What it sounds like is that you are attempting to justify a system that benefits the class which has money at this point in history, so that they can maintain that place indefinitely, not on their own merit, but by what you call “enhancements”., a nose job here, a breast lift there, hair implants for baldness, drugs to replace intelligence...all to disguise moneyed people’s lack of honest genetic quality.
The last one scares me most of all....Given ten students, if half get the “grade” by popping a bunch of pills, what exactly are we unleashing on the future by putting those people into positions of responsibility and power? Do you want a surgeon who got his/her degree by his natural ability, or one who slid thru the program pumped up on “enhancements”.

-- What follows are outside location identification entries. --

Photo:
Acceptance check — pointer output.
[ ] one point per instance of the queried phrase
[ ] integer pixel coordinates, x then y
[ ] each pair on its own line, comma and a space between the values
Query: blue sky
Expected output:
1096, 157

Your guest is clearly part of the slacker class...His last comment about the “hegemony of naturally gifted people” is so transparent as to make me laugh.

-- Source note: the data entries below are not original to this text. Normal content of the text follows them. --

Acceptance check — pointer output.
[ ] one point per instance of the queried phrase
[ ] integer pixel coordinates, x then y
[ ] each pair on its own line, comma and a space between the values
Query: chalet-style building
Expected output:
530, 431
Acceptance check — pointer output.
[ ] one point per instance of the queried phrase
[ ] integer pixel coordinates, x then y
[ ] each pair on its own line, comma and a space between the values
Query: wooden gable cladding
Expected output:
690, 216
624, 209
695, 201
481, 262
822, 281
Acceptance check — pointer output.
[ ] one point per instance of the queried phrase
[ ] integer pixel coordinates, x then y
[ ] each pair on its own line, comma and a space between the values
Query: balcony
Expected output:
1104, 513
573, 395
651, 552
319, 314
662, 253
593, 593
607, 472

As a musician, I occasionally take beta blockers to let me do what I normally can do (in practice) in a stressful situation (audition, big concert, etc) NOT to allow me to do something above and beyond that, as something like a steroid would do.
I found this ethical discussion astonishing. Wikipedia defines ethics (also known as moral philosophy) as “a branch of philosophy which seeks to address questions about morality,” and the dictionary define it as “dealing with values relating to human conduct, with respect to the rightness and wrongness of certain actions and to the goodness and badness of the motives and ends of such actions.”
Where is the essential morality--ie, good/bad-- in this ethicist’s views? What is his view of euthanasia and abortion, as using his logic these procedures certainly would boost society’s benefit and offer a biogenetic enhancement to the human race if that is the primary consideration. Something fundamental seems missing in this discussion…
In the 60’s and 70’s the majority of doctoral dissertations should have been dedicated to Smith, Kline, and French.
My daughter attended a competitive private school, a serious financial burden for us. We began kindergarden there because she was ADHD. The curriculum in the local schools was essentially the same. However at Laurel the teacher student ratio in kindergarden was 2 teachers - 14 students. In the local schools: 1 teacher - 24 students with volunteer parent assistants. Without explaining all the issues I knew that she would melt-down without lots of focused attentions from her teachers(. All the faculty and the primary director made primary school a heaven at the private school.* Here she also received ancillary tutoring for reading. My observations led to her using ADHD meds, her teachers said, “OH. [We} knew she was smart. But [we] didn’t know she was smart.”
Just observations about non-medical but expensive interventions and medications. And the value of both. Neither would have happened if I didn’t have the ability to dig deep and find the tuition. And if I wasn’t a psychologist who had the knowledge and leverage to present my clinical observations and to argue to the professional evaluating her to include medications in the recommendations. And then with her pediatrician to follow up.